An Instance is used to place a Geometry in world space. Once it is placed, the instance continues to exist in world space until it is explicitly destroyed. It needs to be updated if its location (4x3 matrix) changes. To accomplish this, an InstanceHandle is provided as an identifier for an instance.

flowchart TB

ExecuteContext <-- Create,Destroy --> InstanceHandle
InstanceHandle -- Reference --> BVHTasks
GeometryHandle -- Reference --> BVHTasks
BVHTasks -- Schedule --> TaskContainer
TaskContainer -- BuildGPUTask --> ExecuteContext

style InstanceHandle fill:#ffa23e
Loading

DenoisingContextHandle

The DenoisingContextHandle is a handle that holds an intermediate render target needed for denoising the ray tracing result with multi-pass rendering. The resource will continue to be held until the corresponding handle is explicitly destroyed. While it is preferable to reuse the intermediate render target as long as the rendering resolution does not change, it will need to be destroyed and recreated if the resolution changes or the rendering settings change. A DenoisingContextHandle is provided to the various denoising render task structures as an identifier for an intermediate render target for denoising. It is advisable to reuse a denoising context if possible to reduce held resources.

flowchart TB

ExecuteContext <-- Create,Destroy --> DenoisingContextHandle
DenoisingContextHandle -- Reference --> RenderTasks
RenderTasks -- Schedule --> TaskContainer
TaskContainer -- BuildGPUTask --> ExecuteContext

style DenoisingContextHandle fill:#ffa23e
Loading

GPUTaskHandle

A GPUTaskHandle is passed back to the application by the SDK when a command list is built in order to track execution. As the SDK does not interact with the GPU's execution queue at all, the application must notify the SDK when the corresponding GPU processing has been completed by returning the GPUTaskHandle. The SDK will then know when the GPU processing is complete and can safely release or reuse the resources that have been used by the built command List. The application should call MarkGPUTaskAsCompleted() to return GPUTaskHandle to the SDK as soon as possible.

flowchart TB

TaskContainer -- BuildGPUTask --> ExecuteContext
ExecuteContext -- BuildGPUTask --> GPUTaskHandle
GPUTaskHandle -- MarkGPUTaskAsComplete --> ExecuteContext

style GPUTaskHandle fill:#ffa23e
Loading

When initializing the SDK, "supportedWorkingsets" in the ExecuteContext_InitSettings structure corresponds to the maximum number of command lists that can be in-flight at the same time. If it is set to a large number, many command lists can be put into the GPU’s execution queue at the same time. However, if it is unnecessarily large, unused resources will be allocated internally to the SDK, which is a waste. Please set it appropriately for the workloads and execution environment.

4. Threading

The SDK does not create worker threads internally. This is to keep the SDK itself simple and to allow seemless integration with the applications native threading system. This chapter explains how to use the SDK with multithreading.
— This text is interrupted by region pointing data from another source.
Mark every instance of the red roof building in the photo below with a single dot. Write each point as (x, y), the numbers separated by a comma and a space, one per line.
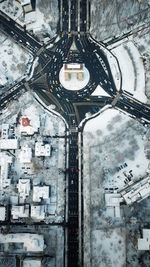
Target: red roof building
(25, 122)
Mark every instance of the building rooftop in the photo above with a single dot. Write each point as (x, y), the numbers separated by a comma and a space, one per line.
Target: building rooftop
(31, 242)
(31, 263)
(38, 212)
(25, 154)
(2, 213)
(24, 188)
(42, 150)
(5, 160)
(144, 243)
(20, 212)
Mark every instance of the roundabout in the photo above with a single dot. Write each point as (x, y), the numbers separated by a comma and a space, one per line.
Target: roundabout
(74, 76)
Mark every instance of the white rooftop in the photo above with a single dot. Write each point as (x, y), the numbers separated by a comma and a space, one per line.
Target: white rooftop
(32, 242)
(73, 83)
(25, 154)
(2, 213)
(144, 243)
(24, 188)
(8, 144)
(31, 263)
(42, 150)
(41, 192)
(38, 212)
(5, 160)
(112, 202)
(20, 212)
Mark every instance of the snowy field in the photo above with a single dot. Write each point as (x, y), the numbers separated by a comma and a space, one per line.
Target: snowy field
(15, 62)
(50, 170)
(111, 18)
(113, 145)
(112, 249)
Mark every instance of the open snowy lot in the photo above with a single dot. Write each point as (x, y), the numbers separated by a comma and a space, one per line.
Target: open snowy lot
(113, 145)
(15, 61)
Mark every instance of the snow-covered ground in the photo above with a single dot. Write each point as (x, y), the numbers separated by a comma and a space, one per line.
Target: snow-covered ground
(14, 60)
(113, 144)
(132, 69)
(49, 170)
(109, 248)
(43, 21)
(13, 8)
(73, 83)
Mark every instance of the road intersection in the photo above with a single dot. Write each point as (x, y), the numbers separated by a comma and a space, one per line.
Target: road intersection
(73, 29)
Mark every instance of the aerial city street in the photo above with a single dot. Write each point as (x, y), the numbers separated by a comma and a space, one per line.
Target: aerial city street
(74, 133)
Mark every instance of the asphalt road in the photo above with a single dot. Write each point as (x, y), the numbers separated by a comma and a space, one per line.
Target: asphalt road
(73, 27)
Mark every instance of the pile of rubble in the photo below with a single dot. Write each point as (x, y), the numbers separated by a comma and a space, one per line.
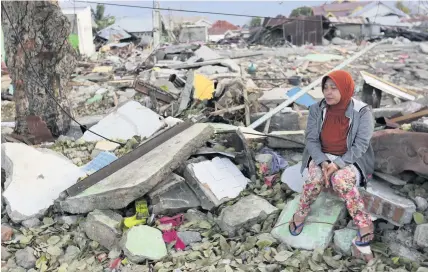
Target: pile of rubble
(177, 182)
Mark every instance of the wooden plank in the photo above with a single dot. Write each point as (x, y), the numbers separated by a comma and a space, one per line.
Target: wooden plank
(313, 84)
(232, 109)
(409, 117)
(118, 164)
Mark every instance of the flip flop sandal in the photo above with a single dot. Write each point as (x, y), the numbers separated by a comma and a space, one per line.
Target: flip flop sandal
(293, 232)
(359, 243)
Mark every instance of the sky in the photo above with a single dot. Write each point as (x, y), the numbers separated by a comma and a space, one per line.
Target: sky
(257, 8)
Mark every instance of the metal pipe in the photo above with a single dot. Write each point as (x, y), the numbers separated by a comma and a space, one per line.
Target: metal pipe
(304, 90)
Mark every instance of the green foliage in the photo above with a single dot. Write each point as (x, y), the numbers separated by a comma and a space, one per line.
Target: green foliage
(302, 11)
(100, 19)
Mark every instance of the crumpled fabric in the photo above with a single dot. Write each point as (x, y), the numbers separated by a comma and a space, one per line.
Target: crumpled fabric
(170, 236)
(175, 220)
(278, 162)
(270, 179)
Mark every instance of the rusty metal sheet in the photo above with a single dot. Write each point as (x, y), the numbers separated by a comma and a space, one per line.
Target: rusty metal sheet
(38, 130)
(396, 151)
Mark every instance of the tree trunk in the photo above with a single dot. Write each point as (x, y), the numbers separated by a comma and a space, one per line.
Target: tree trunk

Multithreaded implementation using multiple task containers

An ExecuteContext creates a TaskContainer and can schedule various tasks to it. Since multiple task containers can be created and each of them has no exclusions, they can be handled efficiently on multiple threads. There is one exception which is the BuildGPUTask call to ExecuteContext. This call is blocked by a mutex even if it is called from multiple threads because there is a dependency between the acceleration structure update by the BVH Task and the GBuffers used by the Render Task, so their execution order should be clearly defined. Additionally, the command list generated by the SDK needs to be executed on the GPU in the order in which it was generated.
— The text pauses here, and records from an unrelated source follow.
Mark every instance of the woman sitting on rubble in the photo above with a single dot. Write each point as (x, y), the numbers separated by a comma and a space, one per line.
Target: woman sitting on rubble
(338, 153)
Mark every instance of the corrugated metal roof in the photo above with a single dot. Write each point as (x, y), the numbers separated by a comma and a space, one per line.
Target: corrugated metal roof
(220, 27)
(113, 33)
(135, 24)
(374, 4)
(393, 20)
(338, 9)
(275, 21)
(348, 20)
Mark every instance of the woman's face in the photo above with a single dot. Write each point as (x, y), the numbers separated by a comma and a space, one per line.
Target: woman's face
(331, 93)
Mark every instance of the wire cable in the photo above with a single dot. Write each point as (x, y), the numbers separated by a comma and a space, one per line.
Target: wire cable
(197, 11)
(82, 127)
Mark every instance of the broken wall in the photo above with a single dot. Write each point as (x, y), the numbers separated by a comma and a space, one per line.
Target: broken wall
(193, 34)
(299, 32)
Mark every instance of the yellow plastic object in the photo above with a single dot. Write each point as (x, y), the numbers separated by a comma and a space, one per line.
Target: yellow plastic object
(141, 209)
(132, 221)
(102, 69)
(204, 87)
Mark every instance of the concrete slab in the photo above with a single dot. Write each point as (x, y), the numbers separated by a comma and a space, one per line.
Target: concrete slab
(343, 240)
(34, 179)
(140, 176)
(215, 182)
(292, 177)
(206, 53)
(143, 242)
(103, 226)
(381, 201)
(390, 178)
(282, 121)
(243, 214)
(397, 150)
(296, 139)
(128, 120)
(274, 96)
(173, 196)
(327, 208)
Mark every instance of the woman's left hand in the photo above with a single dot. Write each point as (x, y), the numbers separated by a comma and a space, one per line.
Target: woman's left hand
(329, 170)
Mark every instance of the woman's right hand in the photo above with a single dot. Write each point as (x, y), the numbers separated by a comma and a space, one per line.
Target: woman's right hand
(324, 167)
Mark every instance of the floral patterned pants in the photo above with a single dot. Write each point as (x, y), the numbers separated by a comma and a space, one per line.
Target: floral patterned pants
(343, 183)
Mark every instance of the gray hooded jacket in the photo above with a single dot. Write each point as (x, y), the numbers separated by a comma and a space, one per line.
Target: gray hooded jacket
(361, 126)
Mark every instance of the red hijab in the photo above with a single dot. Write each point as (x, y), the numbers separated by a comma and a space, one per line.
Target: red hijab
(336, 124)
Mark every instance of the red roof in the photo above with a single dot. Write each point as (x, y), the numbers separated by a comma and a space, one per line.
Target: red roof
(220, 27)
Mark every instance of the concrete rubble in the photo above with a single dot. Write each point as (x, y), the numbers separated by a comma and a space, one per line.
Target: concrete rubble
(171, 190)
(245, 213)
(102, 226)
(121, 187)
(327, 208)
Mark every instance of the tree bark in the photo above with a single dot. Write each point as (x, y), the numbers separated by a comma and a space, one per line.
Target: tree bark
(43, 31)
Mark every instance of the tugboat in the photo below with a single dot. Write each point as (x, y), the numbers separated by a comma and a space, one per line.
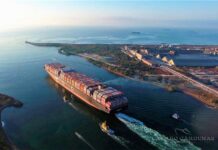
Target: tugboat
(176, 116)
(105, 128)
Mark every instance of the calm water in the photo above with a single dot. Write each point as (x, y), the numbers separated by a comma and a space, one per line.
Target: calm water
(47, 122)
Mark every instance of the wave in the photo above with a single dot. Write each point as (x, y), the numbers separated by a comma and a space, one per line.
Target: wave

Lifetime of handles and BuildGPUTask

Each handle is referenced by a task and it is stored in a task container and eventually used in a command list. Tasks are stored in a TaskContainer while handles are created and destroyed via ExecuteContext. After destroying the handle referenced by a task the handle will become invalid. Thus if you call BuildGPUTask with that task container to schedule it, the invalid handle will be detected during the call and an error will occur. However, even if a handle is destroyed after BuildGPUTask is called, the actual destruction of the resources inside the SDK will occur in the first BuildGPUTask call after the corresponding GPUTaskHandle is returned to the SDK (which indicates GPU execution has completed).

While this lazy destruction behavior is convenient for creating and destroying handles in the ordinal rendering loop, it can cause problems in cases where large numbers of release and allocation of handles occur, such as level loading. In these situations, the required VRAM is doubled for a short time. In such a case, VRAM can be released immediately by calling ReleaseDeviceResourceImmediately. Please note that for this call to function properly all SDK built command lists must be completed and all GPUTaskHandles must be returned.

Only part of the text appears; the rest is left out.